We conclude that Anderson was not entitled to IFTA tax-paid credit for fuel purchases when the receipts only identified the driver. Therefore, the DMV properly disallowed Anderson's claims for credit on those purchases. The district court did not err in affirming the DMV's IFTA deficiency determination.

We further conclude that because Anderson failed to maintain mileage records documenting distance traveled in IRP member jurisdictions, the DMV was unable *604 to estimate Anderson's IRP liability. Therefore, IRP allowed an assessment against Anderson of 100-percent registration fees for Nebraska. The district court did not err in affirming the DMV's 100-percent assessment against Anderson.

AFFIRMED.

McCORMACK, J., participating on briefs.

HEAVICAN, C.J., not participating.

NOTES

[1] See Neb.Rev.Stat. §§ 60-3,198(4) (Cum. Supp. 2006) and 66-1411(1) (Reissue 2003).

[2] See Holmes v. State, 275 Neb. 211, 745 N.W.2d 578 (2008).

[3] See id.

[4] Betterman v. Department of Motor Vehicles, 273 Neb. 178, 728 N.W.2d 570 (2007).
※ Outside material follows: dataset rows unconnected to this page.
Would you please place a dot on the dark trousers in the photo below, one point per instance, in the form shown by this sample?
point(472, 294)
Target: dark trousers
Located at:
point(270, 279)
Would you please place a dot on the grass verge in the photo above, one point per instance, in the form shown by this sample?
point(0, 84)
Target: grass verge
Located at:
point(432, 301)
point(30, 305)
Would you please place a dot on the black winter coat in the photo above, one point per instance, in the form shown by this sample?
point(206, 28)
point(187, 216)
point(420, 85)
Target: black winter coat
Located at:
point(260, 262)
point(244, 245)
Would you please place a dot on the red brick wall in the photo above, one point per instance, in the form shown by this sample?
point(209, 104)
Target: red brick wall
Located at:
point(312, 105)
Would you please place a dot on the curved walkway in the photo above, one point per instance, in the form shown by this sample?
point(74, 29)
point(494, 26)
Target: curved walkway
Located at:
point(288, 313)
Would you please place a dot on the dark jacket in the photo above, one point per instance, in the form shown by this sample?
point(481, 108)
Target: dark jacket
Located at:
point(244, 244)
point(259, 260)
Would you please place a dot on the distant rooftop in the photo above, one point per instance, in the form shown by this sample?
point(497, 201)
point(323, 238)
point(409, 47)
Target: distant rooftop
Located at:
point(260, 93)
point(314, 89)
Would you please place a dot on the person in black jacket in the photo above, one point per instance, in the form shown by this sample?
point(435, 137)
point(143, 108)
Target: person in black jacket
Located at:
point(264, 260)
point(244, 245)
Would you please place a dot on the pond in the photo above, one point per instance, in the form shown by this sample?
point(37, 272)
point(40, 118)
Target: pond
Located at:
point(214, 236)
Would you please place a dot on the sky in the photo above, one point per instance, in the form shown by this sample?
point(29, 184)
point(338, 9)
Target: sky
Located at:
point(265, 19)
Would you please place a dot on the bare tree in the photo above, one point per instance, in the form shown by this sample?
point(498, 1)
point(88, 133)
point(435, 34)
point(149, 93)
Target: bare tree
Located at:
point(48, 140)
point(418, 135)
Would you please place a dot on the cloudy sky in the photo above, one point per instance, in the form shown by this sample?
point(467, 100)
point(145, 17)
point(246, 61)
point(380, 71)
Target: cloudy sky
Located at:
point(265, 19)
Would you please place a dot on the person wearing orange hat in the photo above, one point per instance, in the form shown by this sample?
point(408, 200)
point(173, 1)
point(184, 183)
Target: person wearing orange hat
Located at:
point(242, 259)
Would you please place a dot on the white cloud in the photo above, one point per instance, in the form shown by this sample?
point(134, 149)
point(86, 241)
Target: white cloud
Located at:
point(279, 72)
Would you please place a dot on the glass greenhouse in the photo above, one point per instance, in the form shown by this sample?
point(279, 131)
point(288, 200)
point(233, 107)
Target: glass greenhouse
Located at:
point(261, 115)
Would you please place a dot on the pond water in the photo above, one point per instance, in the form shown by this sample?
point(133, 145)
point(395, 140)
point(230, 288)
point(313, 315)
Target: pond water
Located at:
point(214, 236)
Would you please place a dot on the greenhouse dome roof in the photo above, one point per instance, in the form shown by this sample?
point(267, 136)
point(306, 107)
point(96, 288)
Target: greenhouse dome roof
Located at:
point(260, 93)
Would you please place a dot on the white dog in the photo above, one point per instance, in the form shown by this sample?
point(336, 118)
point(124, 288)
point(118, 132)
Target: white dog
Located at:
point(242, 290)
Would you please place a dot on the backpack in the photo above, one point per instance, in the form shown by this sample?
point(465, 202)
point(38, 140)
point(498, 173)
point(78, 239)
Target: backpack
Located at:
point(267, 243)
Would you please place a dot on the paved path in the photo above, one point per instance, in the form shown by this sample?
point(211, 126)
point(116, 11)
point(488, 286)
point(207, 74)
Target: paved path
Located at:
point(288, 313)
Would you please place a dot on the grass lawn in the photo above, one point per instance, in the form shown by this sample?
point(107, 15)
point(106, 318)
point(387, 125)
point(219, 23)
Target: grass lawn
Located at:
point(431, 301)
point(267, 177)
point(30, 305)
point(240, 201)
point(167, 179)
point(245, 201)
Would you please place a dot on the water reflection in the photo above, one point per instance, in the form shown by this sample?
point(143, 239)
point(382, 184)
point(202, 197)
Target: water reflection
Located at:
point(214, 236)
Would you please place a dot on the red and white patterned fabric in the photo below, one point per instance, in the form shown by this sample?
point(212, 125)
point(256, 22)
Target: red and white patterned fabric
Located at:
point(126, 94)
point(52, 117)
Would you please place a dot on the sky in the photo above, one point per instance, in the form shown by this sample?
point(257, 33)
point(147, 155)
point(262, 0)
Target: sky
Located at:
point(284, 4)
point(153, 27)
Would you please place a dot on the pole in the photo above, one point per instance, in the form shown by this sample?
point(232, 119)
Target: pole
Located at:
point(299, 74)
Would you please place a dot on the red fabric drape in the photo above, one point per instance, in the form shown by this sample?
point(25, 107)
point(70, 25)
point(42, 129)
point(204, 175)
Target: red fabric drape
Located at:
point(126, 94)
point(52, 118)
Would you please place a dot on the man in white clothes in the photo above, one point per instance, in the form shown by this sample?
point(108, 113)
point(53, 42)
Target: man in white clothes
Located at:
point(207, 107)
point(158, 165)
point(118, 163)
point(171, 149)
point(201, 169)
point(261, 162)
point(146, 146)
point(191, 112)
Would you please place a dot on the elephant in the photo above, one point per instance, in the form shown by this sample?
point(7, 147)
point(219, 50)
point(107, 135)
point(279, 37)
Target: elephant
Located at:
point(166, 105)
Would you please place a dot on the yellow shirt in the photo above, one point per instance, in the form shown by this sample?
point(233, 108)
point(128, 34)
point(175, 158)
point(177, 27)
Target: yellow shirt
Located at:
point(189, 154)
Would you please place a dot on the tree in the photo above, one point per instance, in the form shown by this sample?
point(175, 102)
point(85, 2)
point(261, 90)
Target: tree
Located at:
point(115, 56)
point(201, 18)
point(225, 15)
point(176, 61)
[5] See Neb.Rev.Stat. §§ 66-1401 to 66-1419 (Reissue 2003. Cum. Supp. 2006 & Supp. 2007).

[6] See 251 Neb. Admin. Code, ch. 1 (1998).

[7] Brief for appellant at 12.

[8] 251 Neb. Admin. Code. ch. 1, § 016.02.

[9] See Neb.Rev.Stat. §§ 60-3,192 to 60-3,206 (Cum. Supp. 2006 & Supp. 2007).

[10] See 251 Neb. Admin. Code, ch. 2 (1999).

[11] See 251 Neb. Admin. Code. ch. 2. § 014.

[12] 251 Neb. Admin. Code, ch. 2. § 013.07.

[13] Brief for appellant at 14.

[14] See, also, 251 Neb. Admin. Code, ch. 2, § 013.07.